By Edwin Park, Center on Budget and Policy Priorities

In a little-noticed finding in last week’s Congressional Budget Office (CBO) report on health reform, CBO sharply lowered its estimates of how much the Medicaid expansion will cost states.  We’ve noted repeatedly that the federal government will cover the large bulk of the expansion’s cost.  As our new report explains, these new figures make it even clearer that the Medicaid option is a great deal for states.

  • CBO now estimates that the federal government will, on average, pick up more than 95 percent of the total cost of the Medicaid expansion and other health reform-related costs in Medicaid and the Children’s Health Insurance Program (CHIP) over the next ten years (2015-2024).
  • States will spend only 1.6 percent more on Medicaid and CHIP due to health reform than they would have spent without health reform (see chart).  That’s about one-third less than CBO projected in February.

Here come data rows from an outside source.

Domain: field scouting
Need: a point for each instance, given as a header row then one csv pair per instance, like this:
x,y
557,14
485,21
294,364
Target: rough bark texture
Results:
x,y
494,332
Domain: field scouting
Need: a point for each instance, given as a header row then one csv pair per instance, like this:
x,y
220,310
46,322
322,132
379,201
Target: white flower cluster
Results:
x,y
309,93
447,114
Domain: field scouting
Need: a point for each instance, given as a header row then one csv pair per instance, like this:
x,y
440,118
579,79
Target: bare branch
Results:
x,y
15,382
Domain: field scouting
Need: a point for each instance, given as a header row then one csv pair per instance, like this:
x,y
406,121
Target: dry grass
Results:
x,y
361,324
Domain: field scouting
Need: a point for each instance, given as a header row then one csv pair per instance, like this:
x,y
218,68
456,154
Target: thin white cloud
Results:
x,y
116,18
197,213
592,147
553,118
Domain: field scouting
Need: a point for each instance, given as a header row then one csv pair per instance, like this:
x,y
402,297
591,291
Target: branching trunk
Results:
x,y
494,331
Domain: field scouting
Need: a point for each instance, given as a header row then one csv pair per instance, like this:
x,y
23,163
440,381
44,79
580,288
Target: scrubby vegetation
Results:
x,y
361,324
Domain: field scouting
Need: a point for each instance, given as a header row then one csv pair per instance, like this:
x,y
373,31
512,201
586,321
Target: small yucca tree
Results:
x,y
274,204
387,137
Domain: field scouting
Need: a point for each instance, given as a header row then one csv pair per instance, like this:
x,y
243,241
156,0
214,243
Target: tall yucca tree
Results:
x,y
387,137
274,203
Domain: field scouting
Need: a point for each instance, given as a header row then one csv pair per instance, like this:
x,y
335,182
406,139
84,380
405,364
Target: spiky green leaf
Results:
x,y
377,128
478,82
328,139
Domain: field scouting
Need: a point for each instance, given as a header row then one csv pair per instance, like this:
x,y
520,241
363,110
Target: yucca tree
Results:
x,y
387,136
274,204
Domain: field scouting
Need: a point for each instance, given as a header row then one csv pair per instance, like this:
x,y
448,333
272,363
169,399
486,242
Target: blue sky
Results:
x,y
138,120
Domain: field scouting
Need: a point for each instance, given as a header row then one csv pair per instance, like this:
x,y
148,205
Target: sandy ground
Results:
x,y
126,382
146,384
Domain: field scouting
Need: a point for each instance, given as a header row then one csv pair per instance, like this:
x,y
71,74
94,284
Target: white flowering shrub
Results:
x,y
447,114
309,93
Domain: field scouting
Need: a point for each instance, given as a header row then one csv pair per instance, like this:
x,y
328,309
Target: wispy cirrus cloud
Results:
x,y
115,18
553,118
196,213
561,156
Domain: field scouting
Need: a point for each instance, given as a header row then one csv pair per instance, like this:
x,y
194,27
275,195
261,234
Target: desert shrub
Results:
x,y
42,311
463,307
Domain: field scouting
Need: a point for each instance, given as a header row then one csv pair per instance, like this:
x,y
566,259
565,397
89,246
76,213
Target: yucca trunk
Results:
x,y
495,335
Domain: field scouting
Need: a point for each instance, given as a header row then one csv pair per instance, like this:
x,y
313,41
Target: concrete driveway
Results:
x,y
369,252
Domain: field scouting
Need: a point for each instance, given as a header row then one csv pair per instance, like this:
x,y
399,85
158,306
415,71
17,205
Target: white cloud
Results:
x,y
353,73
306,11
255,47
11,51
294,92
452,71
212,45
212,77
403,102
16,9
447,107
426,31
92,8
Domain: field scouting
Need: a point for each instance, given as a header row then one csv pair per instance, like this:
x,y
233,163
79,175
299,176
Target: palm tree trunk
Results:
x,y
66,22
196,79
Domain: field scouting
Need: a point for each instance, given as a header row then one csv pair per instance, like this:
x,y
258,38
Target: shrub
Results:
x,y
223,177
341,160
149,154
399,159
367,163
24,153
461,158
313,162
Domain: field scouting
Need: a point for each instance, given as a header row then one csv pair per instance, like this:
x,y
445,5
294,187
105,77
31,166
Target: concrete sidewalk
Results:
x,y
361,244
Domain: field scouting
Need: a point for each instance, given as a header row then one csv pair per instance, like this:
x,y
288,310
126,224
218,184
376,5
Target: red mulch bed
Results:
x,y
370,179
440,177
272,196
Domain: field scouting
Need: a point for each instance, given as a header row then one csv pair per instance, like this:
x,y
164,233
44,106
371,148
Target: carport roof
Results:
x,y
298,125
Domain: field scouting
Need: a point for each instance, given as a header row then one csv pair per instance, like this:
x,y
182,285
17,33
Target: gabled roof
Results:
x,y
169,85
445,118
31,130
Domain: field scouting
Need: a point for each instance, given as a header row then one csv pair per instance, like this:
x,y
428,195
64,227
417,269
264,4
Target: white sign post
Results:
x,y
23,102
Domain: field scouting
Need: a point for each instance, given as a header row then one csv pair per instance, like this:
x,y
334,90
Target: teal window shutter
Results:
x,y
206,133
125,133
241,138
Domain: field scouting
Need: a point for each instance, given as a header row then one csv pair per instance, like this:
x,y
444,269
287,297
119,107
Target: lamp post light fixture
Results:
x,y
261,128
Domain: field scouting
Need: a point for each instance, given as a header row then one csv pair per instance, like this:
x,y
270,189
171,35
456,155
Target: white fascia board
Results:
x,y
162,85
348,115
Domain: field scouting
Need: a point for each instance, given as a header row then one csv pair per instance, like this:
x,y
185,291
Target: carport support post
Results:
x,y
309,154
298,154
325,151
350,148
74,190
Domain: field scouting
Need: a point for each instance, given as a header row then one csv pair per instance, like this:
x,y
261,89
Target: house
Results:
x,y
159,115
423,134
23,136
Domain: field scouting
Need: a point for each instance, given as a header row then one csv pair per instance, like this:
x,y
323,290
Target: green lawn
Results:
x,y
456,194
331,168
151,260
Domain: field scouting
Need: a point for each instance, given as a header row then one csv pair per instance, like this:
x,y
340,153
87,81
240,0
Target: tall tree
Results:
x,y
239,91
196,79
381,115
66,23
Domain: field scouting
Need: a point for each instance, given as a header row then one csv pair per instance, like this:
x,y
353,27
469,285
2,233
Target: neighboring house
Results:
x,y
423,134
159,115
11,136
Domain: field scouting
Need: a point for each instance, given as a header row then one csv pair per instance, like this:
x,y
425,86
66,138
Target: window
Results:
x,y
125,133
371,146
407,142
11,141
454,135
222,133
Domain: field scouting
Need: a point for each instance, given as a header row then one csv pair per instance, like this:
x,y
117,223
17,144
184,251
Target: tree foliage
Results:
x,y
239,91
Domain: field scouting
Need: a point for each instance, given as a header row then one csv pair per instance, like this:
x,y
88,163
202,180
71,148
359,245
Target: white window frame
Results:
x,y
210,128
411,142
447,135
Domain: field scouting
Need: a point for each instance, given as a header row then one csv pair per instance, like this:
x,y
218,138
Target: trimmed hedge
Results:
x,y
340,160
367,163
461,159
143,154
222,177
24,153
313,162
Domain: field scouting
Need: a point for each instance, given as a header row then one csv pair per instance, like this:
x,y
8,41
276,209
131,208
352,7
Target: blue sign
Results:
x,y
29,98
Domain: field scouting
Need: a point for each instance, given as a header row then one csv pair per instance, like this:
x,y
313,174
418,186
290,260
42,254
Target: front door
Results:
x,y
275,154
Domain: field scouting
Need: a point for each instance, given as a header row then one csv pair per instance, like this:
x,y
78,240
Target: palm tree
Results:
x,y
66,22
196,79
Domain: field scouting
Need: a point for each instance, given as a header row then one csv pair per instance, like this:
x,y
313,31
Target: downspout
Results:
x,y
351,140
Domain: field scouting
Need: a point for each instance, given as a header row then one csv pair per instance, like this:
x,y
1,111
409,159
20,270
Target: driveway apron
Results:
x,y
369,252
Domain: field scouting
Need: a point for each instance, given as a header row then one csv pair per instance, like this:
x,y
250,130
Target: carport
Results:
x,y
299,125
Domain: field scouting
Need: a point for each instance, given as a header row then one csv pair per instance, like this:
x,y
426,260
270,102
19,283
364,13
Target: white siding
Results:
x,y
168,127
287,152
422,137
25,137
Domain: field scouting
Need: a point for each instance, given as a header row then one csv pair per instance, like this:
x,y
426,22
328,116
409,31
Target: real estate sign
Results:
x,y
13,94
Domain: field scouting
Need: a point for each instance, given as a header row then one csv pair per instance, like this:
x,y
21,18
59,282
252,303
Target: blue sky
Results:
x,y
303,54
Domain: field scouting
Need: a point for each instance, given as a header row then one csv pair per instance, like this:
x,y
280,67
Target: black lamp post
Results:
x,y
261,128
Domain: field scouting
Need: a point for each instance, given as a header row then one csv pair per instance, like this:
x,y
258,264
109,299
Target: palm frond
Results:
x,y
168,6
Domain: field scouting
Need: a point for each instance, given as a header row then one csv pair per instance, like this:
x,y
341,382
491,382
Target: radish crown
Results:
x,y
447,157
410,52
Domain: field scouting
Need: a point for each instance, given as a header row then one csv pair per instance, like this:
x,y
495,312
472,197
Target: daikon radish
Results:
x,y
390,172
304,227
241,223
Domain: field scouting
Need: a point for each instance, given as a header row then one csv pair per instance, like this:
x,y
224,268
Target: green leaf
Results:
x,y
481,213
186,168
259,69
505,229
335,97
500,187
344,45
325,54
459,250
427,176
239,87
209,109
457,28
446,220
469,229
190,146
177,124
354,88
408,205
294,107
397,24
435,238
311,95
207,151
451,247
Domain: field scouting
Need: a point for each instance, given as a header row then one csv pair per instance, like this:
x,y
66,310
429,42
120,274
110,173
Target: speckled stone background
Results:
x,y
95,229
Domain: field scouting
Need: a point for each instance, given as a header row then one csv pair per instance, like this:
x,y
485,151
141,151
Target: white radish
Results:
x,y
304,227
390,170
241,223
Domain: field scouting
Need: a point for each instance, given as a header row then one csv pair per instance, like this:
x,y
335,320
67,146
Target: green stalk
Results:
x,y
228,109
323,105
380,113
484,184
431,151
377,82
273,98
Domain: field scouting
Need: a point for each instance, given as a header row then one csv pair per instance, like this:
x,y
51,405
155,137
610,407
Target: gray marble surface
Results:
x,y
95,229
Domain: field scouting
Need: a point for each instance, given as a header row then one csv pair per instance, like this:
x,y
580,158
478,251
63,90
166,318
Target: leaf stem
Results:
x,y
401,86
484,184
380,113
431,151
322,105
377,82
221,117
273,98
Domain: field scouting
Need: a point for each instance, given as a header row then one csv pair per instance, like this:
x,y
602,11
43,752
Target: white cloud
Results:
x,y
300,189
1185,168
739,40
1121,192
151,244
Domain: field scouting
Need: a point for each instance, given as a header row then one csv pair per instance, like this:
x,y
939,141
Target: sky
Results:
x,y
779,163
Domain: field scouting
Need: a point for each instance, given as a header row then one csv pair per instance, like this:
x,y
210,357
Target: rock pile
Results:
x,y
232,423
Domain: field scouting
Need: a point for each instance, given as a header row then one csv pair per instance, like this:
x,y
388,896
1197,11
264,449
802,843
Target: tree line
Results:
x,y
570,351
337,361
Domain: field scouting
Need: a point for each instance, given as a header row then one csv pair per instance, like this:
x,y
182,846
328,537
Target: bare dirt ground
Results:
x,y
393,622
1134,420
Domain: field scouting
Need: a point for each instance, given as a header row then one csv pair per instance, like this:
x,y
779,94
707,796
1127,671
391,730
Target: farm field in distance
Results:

Moreover, the 1.6 percent figure doesn’t reflect states’ savings in providing health care for the uninsured, many of whom will now have Medicaid coverage.  The Urban Institute has estimated that if all states took the Medicaid expansion, states would save between $26 billion and $52 billion from 2014 through 2019 in reduced spending on hospital care and other services provided to the uninsured.